Amplify’s customers can personalise their plan based on their risk tolerance and financial goals, the article highlighted. The customers can also customise the premiums to be invested in high-growth investments and for their life insurance coverage. The firm is looking to launch a mobile application platform for customers this year, which will enable customers to manage their coverage details and investment portfolio independently, the article detailed.
The term also trended in an article shared by Robert Collins, CEO of Crossbordr, an insurance broker and consulting firm, on the virtual bank ZA Bank using mobile games to attract and retain customers. Collins tweeted that this could be an opportunity for ZA Bank to bring gamification to insurance in Hong Kong, similar to how tech-driven insurance company YuLife gamified its wellness business model. The ZA Bank was one of the eight virtual banks to be launched in 2020, with support from China’s online-only insurance company ZhongAn Insurance, the article highlighted. The bank’s app provides a variety of rewards, including virtual pursuits that guide users across banking products, services, and features, the article detailed. The PowerDraw game, for example, allows users to win up to 200% cashback for all offline purchases made through a credit card.
In another tweet, Roger Peverelli, co-founder of the digital insurance agenda (DIA), a global insurtech conference, shared a video how European pension and life insurance distribution platform Xempus is allowing insurance companies to generate new revenues. Xempus has developed a three-sided SaaS-enabled marketplace, which connects about 60,000 small and medium-sized enterprises (SME) corporates, who need to provide pension and life insurance products to their employees, to about 17,000 insurance agents. The agents offer advice on insurance policies provided by all the major life insurance carriers in Germany.
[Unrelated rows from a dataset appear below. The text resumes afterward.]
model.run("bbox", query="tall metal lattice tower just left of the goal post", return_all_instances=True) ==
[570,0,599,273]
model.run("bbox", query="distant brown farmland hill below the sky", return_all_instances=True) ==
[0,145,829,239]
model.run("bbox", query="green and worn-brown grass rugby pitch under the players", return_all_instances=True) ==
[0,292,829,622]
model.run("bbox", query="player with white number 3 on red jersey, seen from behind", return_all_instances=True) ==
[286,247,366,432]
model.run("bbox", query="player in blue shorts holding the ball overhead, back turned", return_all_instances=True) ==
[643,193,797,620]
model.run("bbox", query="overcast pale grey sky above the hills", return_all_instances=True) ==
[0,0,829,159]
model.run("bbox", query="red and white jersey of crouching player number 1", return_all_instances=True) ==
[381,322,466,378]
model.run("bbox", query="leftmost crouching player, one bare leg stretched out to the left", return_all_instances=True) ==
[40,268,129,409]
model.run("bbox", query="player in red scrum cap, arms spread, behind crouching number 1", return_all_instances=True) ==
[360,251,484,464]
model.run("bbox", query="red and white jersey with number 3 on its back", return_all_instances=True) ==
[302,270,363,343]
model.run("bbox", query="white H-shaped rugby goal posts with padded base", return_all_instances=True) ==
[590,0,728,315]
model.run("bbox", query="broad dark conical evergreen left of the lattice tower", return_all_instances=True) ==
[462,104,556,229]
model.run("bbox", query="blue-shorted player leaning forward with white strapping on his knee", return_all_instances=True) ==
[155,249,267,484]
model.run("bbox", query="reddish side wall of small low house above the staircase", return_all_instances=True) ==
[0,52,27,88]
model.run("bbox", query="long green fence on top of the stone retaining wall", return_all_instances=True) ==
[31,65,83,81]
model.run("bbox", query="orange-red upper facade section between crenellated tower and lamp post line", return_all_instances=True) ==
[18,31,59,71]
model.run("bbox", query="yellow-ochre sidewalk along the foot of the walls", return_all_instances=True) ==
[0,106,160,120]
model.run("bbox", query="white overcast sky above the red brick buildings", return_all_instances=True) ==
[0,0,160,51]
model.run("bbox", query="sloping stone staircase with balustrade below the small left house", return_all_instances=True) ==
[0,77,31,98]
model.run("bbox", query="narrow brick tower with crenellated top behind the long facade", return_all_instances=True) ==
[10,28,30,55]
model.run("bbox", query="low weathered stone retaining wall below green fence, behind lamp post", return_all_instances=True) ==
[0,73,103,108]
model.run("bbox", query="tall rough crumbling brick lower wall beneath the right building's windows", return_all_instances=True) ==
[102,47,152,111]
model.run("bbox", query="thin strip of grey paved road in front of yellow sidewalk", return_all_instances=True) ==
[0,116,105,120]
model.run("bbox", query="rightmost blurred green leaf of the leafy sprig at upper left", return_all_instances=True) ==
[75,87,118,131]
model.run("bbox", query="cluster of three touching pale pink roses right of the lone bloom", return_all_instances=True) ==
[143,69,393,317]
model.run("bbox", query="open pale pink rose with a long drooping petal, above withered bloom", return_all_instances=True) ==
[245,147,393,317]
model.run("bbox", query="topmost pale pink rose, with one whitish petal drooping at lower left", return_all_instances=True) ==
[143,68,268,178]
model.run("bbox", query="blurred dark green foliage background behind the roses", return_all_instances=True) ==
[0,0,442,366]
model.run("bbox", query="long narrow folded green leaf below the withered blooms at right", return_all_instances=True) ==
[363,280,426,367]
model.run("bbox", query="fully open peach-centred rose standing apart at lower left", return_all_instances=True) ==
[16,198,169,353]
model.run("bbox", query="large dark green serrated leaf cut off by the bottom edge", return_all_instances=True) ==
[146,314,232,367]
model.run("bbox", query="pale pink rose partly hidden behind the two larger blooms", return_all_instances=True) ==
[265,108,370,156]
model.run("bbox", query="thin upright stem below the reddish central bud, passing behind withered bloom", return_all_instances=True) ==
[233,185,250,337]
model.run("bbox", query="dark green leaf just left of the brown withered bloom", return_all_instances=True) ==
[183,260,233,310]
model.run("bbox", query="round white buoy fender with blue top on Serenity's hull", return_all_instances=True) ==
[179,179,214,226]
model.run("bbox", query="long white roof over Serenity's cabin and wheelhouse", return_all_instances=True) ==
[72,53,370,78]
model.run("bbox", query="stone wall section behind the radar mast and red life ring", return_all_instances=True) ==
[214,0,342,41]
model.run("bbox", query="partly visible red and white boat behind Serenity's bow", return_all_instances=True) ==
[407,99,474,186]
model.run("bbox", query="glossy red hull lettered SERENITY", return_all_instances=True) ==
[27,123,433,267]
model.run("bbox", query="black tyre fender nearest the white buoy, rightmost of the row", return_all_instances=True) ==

The platform thereby enables customers get the right protection and savings policies when needed, the video illustrated.
5. Metaverse – 79 mentions
Insurtech insights for 2022, and the rise in home contents claims involving virtual reality (VR) headsets in 2021, were some of the popular discussions in the first quarter of 2022.
Sabine VanderLinden, CEO of the Alchemy Crew, a venture commercialisation lab for the insurance sector and financial services institutions, shared an article on insurtech insights for 2022. She highlighted that the metaverse will house communities, brands, and players that will shape spaces where experiences will be prioritised over selling and buying products.
VanderLinden believes that healthcare, education, and employee engagement will be the most disrupted markets for the metaverse, and that insurers will have to work harder and faster to scale the opportunities from the emerging technology trends. New entrants and players are also expected to enter the world of insurance, as industries leverage advanced digital technologies to yield further growth, the article detailed.
The term also trended in an article shared by Evan Kirtsel, a B2B influencer, on insurer Aviva claiming that metaverse gamers who are crashing into furniture, while wearing VR headsets, as the reason behind the increase in home contents claims in 2021. Insurers are witnessing a rise in the use of consoles with handsets, fitness games and even rogue fidget spinners being involved in the claims made by customers, the article highlighted. Aviva stated that the average VR-related claim for an accidental damage was about $803.41 in 2021, often from broken TVs damaged by obsessive gamers. Aviva expects more claims to be made in 2022, owing to the rise in VR headsets use in the UK.